Closed lfarndt closed 4 years ago
@franbuehler, can you help?
We are currently revising our Docker images.
Reverse Proxy mode is currently only available if you rebuild the images from the provided parent modsecurity Dockerfiles available at https://github.com/CRS-support/modsecurity-docker. The Reverse Proxy mode is now implemented in this parent modsecurity image during build time. Default is SETPROXY=False. Also see: https://hub.docker.com/r/owasp/modsecurity
What you can do:
git clone https://github.com/CRS-support/modsecurity-docker.git
cd modsecurity-docker
git checkout v2/apache-apache
docker build --build-arg SETPROXY=True -t my-modsec .
cd ..
git clone https://github.com/SpiderLabs/owasp-modsecurity-crs.git
cd owasp-modsecurity-crs/
cd util/docker/
vim Dockerfile-2.9-apache <- set your built image from above behind the FROM
docker build -t my-modsec-crs -f Dockerfile-2.9-apache .

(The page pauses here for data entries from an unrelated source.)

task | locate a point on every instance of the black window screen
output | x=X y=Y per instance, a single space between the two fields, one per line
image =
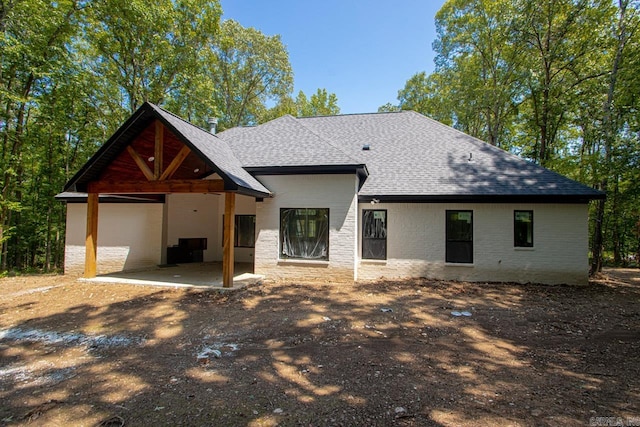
x=304 y=233
x=459 y=237
x=374 y=234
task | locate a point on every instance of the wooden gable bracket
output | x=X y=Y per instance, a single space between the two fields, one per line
x=159 y=150
x=158 y=174
x=140 y=162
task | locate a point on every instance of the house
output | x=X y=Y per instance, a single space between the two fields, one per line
x=349 y=197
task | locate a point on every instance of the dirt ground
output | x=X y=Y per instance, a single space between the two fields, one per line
x=413 y=353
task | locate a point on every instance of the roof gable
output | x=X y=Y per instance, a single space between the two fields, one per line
x=205 y=154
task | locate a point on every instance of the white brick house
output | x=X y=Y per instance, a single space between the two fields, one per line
x=352 y=197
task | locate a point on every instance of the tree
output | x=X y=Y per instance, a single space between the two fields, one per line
x=32 y=45
x=247 y=69
x=610 y=130
x=144 y=49
x=321 y=103
x=478 y=56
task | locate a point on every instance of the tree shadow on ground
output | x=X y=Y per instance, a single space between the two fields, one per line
x=383 y=353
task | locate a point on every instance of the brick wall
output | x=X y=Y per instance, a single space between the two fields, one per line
x=416 y=244
x=129 y=237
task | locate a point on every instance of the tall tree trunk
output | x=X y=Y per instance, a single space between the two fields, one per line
x=608 y=136
x=617 y=257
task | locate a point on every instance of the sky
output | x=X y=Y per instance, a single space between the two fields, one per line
x=364 y=51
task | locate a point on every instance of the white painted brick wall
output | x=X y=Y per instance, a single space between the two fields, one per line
x=416 y=244
x=129 y=237
x=336 y=192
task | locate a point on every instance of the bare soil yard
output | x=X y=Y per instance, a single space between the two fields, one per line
x=413 y=353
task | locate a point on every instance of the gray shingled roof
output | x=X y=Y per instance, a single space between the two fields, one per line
x=410 y=155
x=215 y=149
x=285 y=141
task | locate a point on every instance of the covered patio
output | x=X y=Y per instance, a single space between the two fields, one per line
x=157 y=153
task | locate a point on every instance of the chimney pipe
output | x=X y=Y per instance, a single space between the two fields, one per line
x=213 y=124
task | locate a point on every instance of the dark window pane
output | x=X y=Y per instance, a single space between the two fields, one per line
x=459 y=235
x=304 y=233
x=523 y=229
x=374 y=234
x=245 y=231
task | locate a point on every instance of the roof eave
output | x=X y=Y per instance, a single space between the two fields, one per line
x=482 y=198
x=360 y=169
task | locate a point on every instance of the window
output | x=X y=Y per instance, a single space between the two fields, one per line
x=304 y=233
x=244 y=234
x=459 y=237
x=523 y=229
x=374 y=234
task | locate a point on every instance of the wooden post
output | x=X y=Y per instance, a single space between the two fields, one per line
x=91 y=242
x=227 y=251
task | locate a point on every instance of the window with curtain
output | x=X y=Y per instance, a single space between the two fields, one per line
x=374 y=234
x=523 y=229
x=304 y=233
x=459 y=235
x=244 y=234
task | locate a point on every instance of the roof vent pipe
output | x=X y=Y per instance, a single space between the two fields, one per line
x=213 y=124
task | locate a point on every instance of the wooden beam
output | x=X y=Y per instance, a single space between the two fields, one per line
x=175 y=163
x=141 y=163
x=91 y=242
x=165 y=187
x=159 y=149
x=227 y=249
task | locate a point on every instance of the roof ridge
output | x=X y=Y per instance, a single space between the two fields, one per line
x=352 y=114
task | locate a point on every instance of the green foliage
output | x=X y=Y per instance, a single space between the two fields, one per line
x=71 y=71
x=247 y=69
x=321 y=103
x=555 y=81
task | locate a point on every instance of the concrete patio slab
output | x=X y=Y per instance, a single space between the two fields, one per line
x=194 y=275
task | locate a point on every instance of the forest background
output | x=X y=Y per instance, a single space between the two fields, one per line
x=556 y=82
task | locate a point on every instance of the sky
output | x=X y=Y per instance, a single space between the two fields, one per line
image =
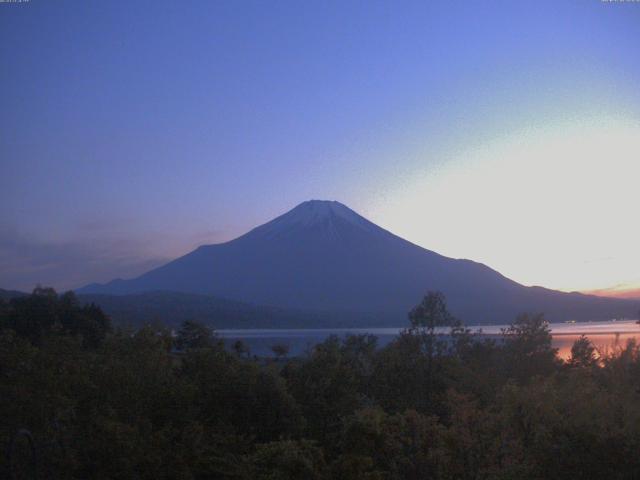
x=503 y=132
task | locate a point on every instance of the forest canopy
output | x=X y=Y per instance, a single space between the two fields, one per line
x=100 y=402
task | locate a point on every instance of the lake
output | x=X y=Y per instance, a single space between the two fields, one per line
x=604 y=335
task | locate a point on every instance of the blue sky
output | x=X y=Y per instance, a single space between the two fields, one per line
x=505 y=132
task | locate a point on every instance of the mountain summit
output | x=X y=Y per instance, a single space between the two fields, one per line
x=323 y=256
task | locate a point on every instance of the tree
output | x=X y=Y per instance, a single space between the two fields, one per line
x=280 y=350
x=583 y=353
x=194 y=335
x=241 y=349
x=432 y=312
x=527 y=347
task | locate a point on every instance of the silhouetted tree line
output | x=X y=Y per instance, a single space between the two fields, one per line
x=149 y=404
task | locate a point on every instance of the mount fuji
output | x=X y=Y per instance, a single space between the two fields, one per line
x=323 y=256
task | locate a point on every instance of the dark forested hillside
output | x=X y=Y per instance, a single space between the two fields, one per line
x=171 y=308
x=113 y=404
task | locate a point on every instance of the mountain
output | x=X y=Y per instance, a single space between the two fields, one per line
x=171 y=308
x=323 y=256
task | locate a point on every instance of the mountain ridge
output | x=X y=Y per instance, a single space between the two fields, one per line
x=323 y=255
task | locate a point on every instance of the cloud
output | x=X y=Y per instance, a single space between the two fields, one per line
x=27 y=261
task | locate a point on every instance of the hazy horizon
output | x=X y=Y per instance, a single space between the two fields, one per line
x=499 y=132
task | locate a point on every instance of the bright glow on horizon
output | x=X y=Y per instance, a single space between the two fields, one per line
x=554 y=206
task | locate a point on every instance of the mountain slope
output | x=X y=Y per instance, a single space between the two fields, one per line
x=323 y=256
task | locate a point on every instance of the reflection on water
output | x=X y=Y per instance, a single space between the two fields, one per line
x=606 y=336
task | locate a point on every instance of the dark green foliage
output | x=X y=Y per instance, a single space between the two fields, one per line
x=128 y=404
x=192 y=335
x=583 y=353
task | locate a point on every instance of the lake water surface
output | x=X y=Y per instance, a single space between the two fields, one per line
x=606 y=336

docker run -dti --rm -p 80:80 -e PARANOIA=1 -e PROXYLOCATION=http://192.168.1.100:8000 my-modsec-crs
There are even more CRS variables available now, see: https://github.com/SpiderLabs/owasp-modsecurity-crs/blob/v3.2/dev/util/docker/README.md
Or you use the provided docker-compose.yaml: https://github.com/SpiderLabs/owasp-modsecurity-crs/blob/v3.2/dev/util/docker/docker-compose.yaml
Thx, for your fast answer. Now there seems to be another problem, so the container crashes after the start
Traceback (most recent call last): File "<stdin>", line 3, in <module> File "/usr/lib/python2.7/UserDict.py", line 40, in __getitem__ raise KeyError(key) KeyError: 'ANOMALYIN' AH00526: Syntax error on line 15 of /usr/local/apache2/conf/extra/httpd-logging-before-modsec.conf: Unrecognized LogFormat directive %x
I see the problem. The problem will go away when you activate TLS during build time of the modsecurity container.
--build-arg SETTLS=True
docker build --build-arg SETPROXY=True --build-arg SETTLS=True -t my-modsec .
We will talk about these containers in a workshop tomorrow. Maybe we need to rethink some details. Sorry for the circumstances!
Hi
Thank you for this valuable work. Would it be possible to provide at least one prebuilt image with proxy enabled?
Kind regards, Tommi
@franbuehler Thx for your work. I got it working.
You have to put a trailing / after the Proxylocation. Otherwise the apache revers proxy throws an DNS Error
docker run -dti --rm -p 80:80 -e PARANOIA=1 -e PROXYLOCATION=http://192.168.1.100:8000/ my-modsec-crs
Following the above directions to build my own images on startup I get the following error:
AH00526: Syntax error on line 15 of /usr/local/apache2/conf/extra/httpd-logging-before-modsec.conf: Unrecognized LogFormat directive %x
Did you use the build statement from above with
docker build --build-arg SETPROXY=True --build-arg SETTLS=True -t my-modsec .
I got the same error first. (see above!)
Uh thanks :)
Thank you for your feedback @lfarndt and @tlaukkan. We appreciate that very much. I see, we have to improve that.
I have to check why the README https://github.com/SpiderLabs/owasp-modsecurity-crs/blob/v3.2/dev/util/docker/README.md is not taken for DockerHubs documentation: https://hub.docker.com/r/owasp/modsecurity-crs.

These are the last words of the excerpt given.